Ses doigts mal assurés saisirent sa plume, son encrier, son flacon de sable. Il s'installa sur le bureau, ouvrit le carnet et parcourut les notes précédentes. Ce n'était pas que sa mémoire n'était pas fiable, mais il tenait à vérifier les circonstances exactes d'un événement passé. Les suites d'une intervention, qui s'était déroulée quelques semaines plus tôt, sur une autre ilande, l'avaient profondément choqué. Depuis, la culpabilité le rongeait, chaque jour, chaque heure, chaque minute, sans le moindre répit.

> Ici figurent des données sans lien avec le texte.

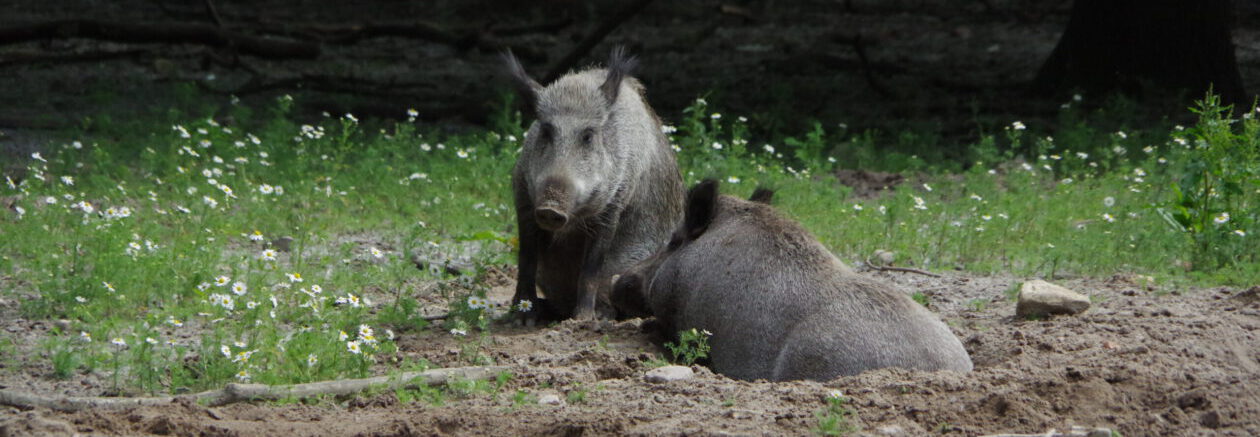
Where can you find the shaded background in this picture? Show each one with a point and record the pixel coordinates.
(944, 69)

Il était impossible de laisser en vie un homme qui avait entrepris d'analyser la nature du Nebel. Mais l'idée qu'il avait peut-être éliminé inconsidérément un individu doté d'un don unique, un don sur lequel reposait la sauvegarde de ce monde, l'anéantissait. Ils étaient rares... Si rares.
Se pouvait-il qu'il se soit trompé ? Que la manifestation qui avait suivi le crime soit liée à quelqu'un d'autre ? Le destin lui offrait-il cette rémission ? Si c'était le cas, il ne devrait plus commettre la moindre erreur.
Passant la main dans ses longs cheveux d'un blond argenté, il commença à écrire un rapport pour ses responsables, planifiant les actions à venir. Il ne pouvait attendre que Matias guérisse ni que Kline retrouve un peu de sa santé mentale. Dès le lendemain, il enverrait quelqu'un se renseigner sur ce qui était vraiment arrivé. Une agression de cette sorte, même à la nuit tombante, pouvait très bien avoir eu des témoins. Et il les trouverait.